Joseph C.
Sitterson, in his 1939 book, The Secession Movement in North Carolina,
makes an interesting claim, that Judah P. Benjamin reportedly wrote North
Carolina’s ordinance of secession.[1]
Sitterson writes that Convention delegate Burton Craige introduced a the
resolution at the request of Governor John W. Ellis. The simple ordinance “repealed
and abrogated the ordinance of 1789 by which North Carolina had ratified the
Constitution of the United States and declared the union between the state of North
Carolina and the other states, under the title of ‘The United States of America’
dissolved.” Is there any truth to this?
Judah P. Benjamin |
At time the
delegates were meeting in Raleigh to considered secession, Benjamin was serving
as the first Confederate attorney general in Montgomery, Alabama.
J.G. de R. Hamilton, in his book Reconstruction in North Carolina, tells us that North Carolina’s ordinance “was prepared by Judah P. Benjamin” and “brought to Raleigh from Montgomery by James Hines, a North Carolinian, and delivered to Gov. Ellis, who asked Burton Craige, the member from his county, to introduce it.”[2] Hamilton does not give a source for this information. Barrett, in his history of North Carolina and the War, leaves out this little piece of information. Just how Benjamin came to draft North Carolina’s ordinance of secession seems to be somewhat of a mystery.
John W. Ellis
Turning to Governor
Ellis’s papers, we find an interesting letter from former United States Senator
Thomas L. Clingman. Writing from Montgomery on May 14, 1861, Clingman tells
Ellis: “I enclose you drafts of Ordinances which I think ought to be adopted at
once by our convention. I got Mr. Benjamin the Attorney General to draw them up
and hope they will be put through on the 20th.”[3]

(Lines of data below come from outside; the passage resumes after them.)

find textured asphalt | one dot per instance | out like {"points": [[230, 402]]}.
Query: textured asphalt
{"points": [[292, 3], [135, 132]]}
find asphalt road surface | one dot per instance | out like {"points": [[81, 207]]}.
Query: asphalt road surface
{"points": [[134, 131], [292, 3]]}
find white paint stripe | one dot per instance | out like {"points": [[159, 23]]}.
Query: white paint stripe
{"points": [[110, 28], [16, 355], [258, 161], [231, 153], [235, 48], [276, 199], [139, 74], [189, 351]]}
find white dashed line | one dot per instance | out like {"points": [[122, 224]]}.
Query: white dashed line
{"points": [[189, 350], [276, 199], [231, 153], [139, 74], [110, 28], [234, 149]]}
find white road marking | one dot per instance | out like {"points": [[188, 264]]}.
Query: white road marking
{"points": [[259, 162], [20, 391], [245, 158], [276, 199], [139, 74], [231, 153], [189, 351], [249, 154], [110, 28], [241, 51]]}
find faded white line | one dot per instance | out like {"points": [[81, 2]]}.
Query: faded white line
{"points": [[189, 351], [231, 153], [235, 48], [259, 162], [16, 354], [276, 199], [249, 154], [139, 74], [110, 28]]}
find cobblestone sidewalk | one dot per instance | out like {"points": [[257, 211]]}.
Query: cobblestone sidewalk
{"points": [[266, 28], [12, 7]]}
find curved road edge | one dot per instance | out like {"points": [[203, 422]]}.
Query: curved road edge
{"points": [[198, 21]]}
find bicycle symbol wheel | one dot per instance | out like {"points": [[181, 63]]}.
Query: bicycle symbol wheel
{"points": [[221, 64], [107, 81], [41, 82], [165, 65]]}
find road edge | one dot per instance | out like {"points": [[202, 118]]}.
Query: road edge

In Jeffrey’s biography of Clingman, we read that Ellis sent Clingman to
Montgomery after the capture of Fort Sumter. Clingman’s job? To “negotiate
North Carolina’s entrance into the Confederacy.” There is no mention of the
Ordinances.[4] It
is possible that Ellis and Clingman discussed the matter of the Ordinance prior
to Clingman’s departure from Raleigh to Montgomery. At the same time, Clingman
might have taken it upon himself to visit Benjamin and ask for some guidance regarding
the Ordinances, and Benjamin wrote the Ordinances and gave them Clingman who gave
them to Hines who caught a train to Raleigh. This begs another question: who
was James Hines? Was he just a messenger? A quick search has not produced an identity.
And yet another question: did Judah P. Benjamin play a role in any other
Ordinances of Secession passed by the other Southern States?